Arabuluculuk Müessesesi ve Önemi
İdari yargı kararlarının yanı sıra dostane çözüm yöntemleri olarak adlandırılan tahkim ve arabuluculuk son yıllarda en yaygın kullanılan çözüm yöntemlerinden biridir. Özellikle Anglo-Sakson hukuk sisteminde uzun zamandır uygulanan bu yöntemler, 1980’lerden beri Kıta Avrupası hukuk sistemine de dahil edilmiştir. Son yıllarda, Türkiye’de de tahkim ve arabuluculuk uygulamaları için kanun ve mevzuatlar düzenlenmiştir. 22 Haziran 2012 tarihinde Resmi Gazete’de yayımlanarak yürürlüğe giren 6325 sayılı Hukuk Uyuşmazlıklarında Arabuluculuk Kanunu ile birlikte, Adalet Bakanlığı Hukuk İşleri Genel Müdürlüğü bünyesinde “Arabuluculuk Daire Başkanlığı” kurulmuştur.

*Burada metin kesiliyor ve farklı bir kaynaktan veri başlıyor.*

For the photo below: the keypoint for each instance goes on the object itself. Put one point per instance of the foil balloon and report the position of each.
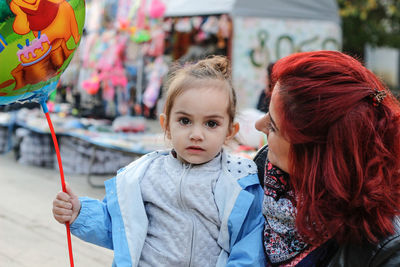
(37, 42)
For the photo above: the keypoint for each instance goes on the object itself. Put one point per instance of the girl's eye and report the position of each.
(270, 127)
(212, 124)
(184, 121)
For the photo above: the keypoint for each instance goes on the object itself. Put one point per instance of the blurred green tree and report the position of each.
(376, 22)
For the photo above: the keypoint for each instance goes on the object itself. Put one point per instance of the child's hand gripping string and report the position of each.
(66, 206)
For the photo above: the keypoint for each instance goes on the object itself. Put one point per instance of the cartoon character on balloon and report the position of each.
(37, 42)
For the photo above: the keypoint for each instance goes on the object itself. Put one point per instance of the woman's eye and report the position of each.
(211, 124)
(184, 121)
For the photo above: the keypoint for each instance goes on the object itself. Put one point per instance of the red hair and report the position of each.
(345, 151)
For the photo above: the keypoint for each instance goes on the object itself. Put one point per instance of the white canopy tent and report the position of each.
(266, 30)
(298, 9)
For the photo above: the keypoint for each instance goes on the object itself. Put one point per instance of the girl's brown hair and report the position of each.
(213, 72)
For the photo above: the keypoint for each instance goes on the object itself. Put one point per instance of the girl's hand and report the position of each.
(66, 206)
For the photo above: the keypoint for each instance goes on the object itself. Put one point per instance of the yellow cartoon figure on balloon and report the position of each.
(51, 31)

Arabuluculuk, sistematik teknikler uygulayarak, görüşmelerin ve müzakerelerin oluşması amacıyla tarafları bir araya getirmektedir. Böylelikle, biraraya gelen tarafların birbirlerini anlamaları ve çözümlerini kendilerinin üretmesi amaçlanmaktadır. Çözüm üretilmesi için öncelikle iletişim sürecinin kurulması gerekmektedir. Bu süreç, uzmanlık eğitimi almış olan tarafsız ve bağımsız bir üçüncü kişinin katılımıyla gerçekleştirilmektedir.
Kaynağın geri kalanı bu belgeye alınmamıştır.